Saturday, December 3, 2016

The Wonderful Tar Baby


Brer Fox was doing what he usually did - trying to catch Brer Rabbit. But he'd be danged if this time he didn't catch that pesky varmint once and for all! Brer Fox mixed up a big pot of stickey tar and pulled and patted it into the shape of a baby. Then he lolloped up the road, set the tar baby sitting in the dust, and went to lay low in the ditch.

By and by, Brer Rabbit came bouncing down the road. "Good morning," he greeted the tar baby, "nice day, ain't it?"

But the tar baby didn't utter a word.

"I SAYS," shouted Brer Rabbit, just in case the tar baby hadn't cleaned his ears recently, "GOOD MORNING! NICE DAY, AIN'T IT?"

The tar baby just stared straight ahead.

"Ain't you got no manners?" Brer Rabbit asked, crossly.

Still the tar baby stayed silent.

By this time, Brer Rabbit was hopping from foot to foot, madder than a snake in a wasps'nest. "You'd better speak to me civil-like or else!" he hollered.

But the tar baby simply ignored Brer Rabbit.

"Well I guess you've done gone and asked for this!" Brer Rabbit shrieked.

BLIP! He thumped e tar baby straight in the mouth - and his fist was stuck fast to the tar baby's face. "You let me go!" Brer Rabbit yelled. "Let me go - or I'll let you have another!"

BLAM! Brer Rabbit socked the tar baby again and his other fist became glued to its head.

SMACK! He kicked the tar baby and was left hopping around on one leg.

WALLOP!  another kick and the tar baby was holding him off the ground. "Right, you've really had it now!" Brer Rabbit screamed.

THUNK! he headbutted the tar baby and found himself stuck eye-to-eye.

All this time, Brer Fox had been holding on to so much laughter he thought he was going to burst. He leapt out of his hiding place and howled, "My, oh my, Brer Rabbit! What type of mess have you got yourself into this time?"

"I suppose you're gonna have a tasty barbecued bunny for supper," Brer Rabbit admitted.
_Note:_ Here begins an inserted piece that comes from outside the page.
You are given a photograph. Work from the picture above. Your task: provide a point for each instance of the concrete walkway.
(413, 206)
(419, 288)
"Yep!" grinned Brer Fox, licking his lips.

"Well I'm glad you're going to dress me up with some sauce and warm me over your fire," Brer Rabbit smiled. "I'd much rather you did that than throw me in that briar patch over there."
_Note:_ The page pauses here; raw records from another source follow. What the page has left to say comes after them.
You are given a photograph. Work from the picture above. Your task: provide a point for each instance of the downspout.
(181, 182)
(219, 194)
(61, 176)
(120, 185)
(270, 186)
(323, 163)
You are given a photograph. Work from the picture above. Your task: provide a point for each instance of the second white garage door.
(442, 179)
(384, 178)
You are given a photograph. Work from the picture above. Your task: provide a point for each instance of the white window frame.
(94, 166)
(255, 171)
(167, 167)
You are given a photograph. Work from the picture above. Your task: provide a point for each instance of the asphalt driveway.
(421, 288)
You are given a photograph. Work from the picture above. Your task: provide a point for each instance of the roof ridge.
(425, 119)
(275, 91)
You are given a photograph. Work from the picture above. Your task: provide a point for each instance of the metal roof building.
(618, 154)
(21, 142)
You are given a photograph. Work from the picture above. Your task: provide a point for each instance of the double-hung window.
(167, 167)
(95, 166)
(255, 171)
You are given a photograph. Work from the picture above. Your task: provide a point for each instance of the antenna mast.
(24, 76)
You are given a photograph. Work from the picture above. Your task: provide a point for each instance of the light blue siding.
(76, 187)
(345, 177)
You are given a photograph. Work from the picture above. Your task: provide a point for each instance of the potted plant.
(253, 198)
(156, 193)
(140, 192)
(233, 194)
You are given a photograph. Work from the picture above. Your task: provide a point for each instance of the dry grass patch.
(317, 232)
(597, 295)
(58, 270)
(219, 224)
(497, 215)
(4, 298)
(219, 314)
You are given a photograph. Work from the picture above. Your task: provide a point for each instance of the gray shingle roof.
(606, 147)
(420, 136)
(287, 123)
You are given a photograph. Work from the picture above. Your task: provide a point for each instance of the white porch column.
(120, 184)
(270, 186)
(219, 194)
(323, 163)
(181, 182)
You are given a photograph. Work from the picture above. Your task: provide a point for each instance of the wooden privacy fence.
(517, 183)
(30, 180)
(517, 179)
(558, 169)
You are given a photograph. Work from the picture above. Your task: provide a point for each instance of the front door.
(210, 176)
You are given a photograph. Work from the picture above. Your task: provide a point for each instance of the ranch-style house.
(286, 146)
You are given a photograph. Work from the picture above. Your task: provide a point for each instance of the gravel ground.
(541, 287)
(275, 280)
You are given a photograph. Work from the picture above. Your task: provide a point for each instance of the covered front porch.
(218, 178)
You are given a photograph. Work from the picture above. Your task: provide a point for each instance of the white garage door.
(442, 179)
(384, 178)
Hang on a minute, thought Brer Fox, and his face fell. That no-good rabbit seems quite pleased about being roasted! "I've changed my mind," Brer Fox said. "I'm gonna hang you instead."

"Ain't I glad it's good ol' hangin' and not being thrown in the briar patch!" sighed Brer Rabbit.
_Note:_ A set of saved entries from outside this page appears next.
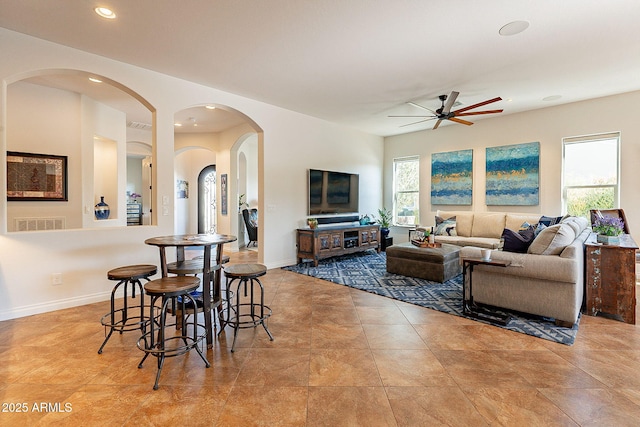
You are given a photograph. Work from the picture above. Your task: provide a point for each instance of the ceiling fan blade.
(421, 106)
(478, 105)
(415, 123)
(450, 101)
(462, 122)
(479, 112)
Brer Fox frowned. "I mean, I'm going to drown you!" he snarled.

"Fine, fine," smiled Brer Rabbit gaily. "Dip me in the water and at least I"ll die clean. Just don't throw me in that there briar patch, that's all!"

At that, Brer Fox was sure that the very worst thing he could do to Brer Rabbit was to hurl him into the briar patch. He grabbed him round the waist and pulled him hard and - SHLUP! - Brer Rabbit came unstuck from the tar baby. Brer Fox spun rpund and round and - WHEEEEEEE! - Brer Rabbit went siling high into the air and came down - DONK! - into the briar patch.

Brer Fox beganto smile contentedly. "I've bested that bunny once and for all!" he chuckled.

A high-pitched giggle came from the far side of the briar patch, and when Brer Fox squinted into the sunshine, he could just see Brer Rabbit hopping away in the distance. :I was born and bred in a briar patch, Brer Fox!" he was singing.

Brer Fox boiled with rage and thumped the very first thing that came to hand. And you know what that was, don't you?